Ekin Çalışır

Öz Geçmiş:

İstanbul ve Kıbrıs merkezli bir film ve belgesel yapımcısı. The Guardian, Al Jazeera, TRT ve ARTE için Türkiye ve Kıbrıs’tan kısa belgeseller yönetti ve ortak yapımcılığını yaptı. National Geographic TV ve Conde Nast gibi büyük kuruluşların yerel çekimlerini üstlenen çalışır, Ayşe Toprak imzalı Mr Gay Syria’nın (2017) yapımcı olarak Sundance Belgesel Fonu ve Tribeca Film Enstitüsü’nden mezun oldu. 2018 yılında bağımsız yaratıcı yapımcı olarak kadın ve LGBTİ film yönetmenlerinin filmleri geliştirmek ve üretmek için Purple Pigeon Productions’ı kurdu. Şu anda yönetmen Sefa Öztürk, Rüzgar Buşki ve Ayşe Toprak’ın uzun metraj projelerinde yapımcılık yapıyor.

Filmin Konusu: 

Diyarbakır Barosu’nun genç kadın avukatları

Bu video belgeselde Diyarbakır Barosu Kadın Hakları Merkezi’nden genç kadın avukatların hikayesi ve kadının adalete erişimi için verdikleri mücadele anlatılacak. Hem bölgede hem de Türkiye’de örnek alınması gereken başarılara imza atan Merkez, kadına şiddetin yargılandığı duruşmalara katılarak adalet mekanizmalarına kadın perspektifi kazandırıyor, toplumsal cinsiyet temeli ve politik çerçevesi göz önünde tutularak yargılama yapılması için çalışıyor. Merkezin bu konudaki öncü rolü genç kadın avukatlara ilham kaynağı oluyor, mücadele alanı açıyor ve onları güçlendiriyor. Kendilerinde erkek adaleti değiştirme gücünü görüyorlar ve özel savaş politikaları yüzünden adalete erişimi kısıtlanmış kadınların sorunlarına sistematik çözümler üretiyorlar.
Kürt sorunu, kadının yaşam hakkını tehdit eden bir şiddet sarmalı doğuruyor. Türkçe resmi dili bilmeyen kadınlar kendilerine uygulanan şiddet için yargı mercilerine ve hukuki bilgiye ulaşmada zorluk çekiyor.

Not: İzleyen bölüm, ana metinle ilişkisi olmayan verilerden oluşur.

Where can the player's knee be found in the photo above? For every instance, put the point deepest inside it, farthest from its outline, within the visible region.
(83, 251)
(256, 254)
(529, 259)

“Şiddet uygulayan ya da şiddete göz yuman erkek devlet görevlilerini cezalandırmak örgütlü çaba gerektiriyor ve bölgedeki kadın örgütleri Türkiye’nin diğer illerine kıyasla devlet mekanizmaları tarafından çok daha fazla hedef alınıyor. Kürt siyasi hareketini kriminalize ederek muhafazakar gruplara siyasi destek veren otoriteler, kadınları ev hayatına ve geleneksel zayıf rollere hapsediyor. Bölgede kadın hareketinin en güçlendiği yıllar OHAL sonrası dönemdi ancak kayyumlarla ve kovuşturmalarla kadın örgütleri zayıflatıldı, kapasitelerinin çok altında faaliyet gösterebiliyorlar. Bunca zorluklara rağmen Diyarbakır barosu Kadın Hakları Merkezi çevre illerde dahi hukukçulara ve kadın örgütlerine eğitimler vererek bu sarmalı kırmaya çalışıyor. Ülke çapında kadın hareketini güçlendiren ve diğer barolara bile örnek olacak Nafaka raporu benzeri çalışmaları kadın dayanışmasının barışa ulaşmadaki önemini gösteriyor.”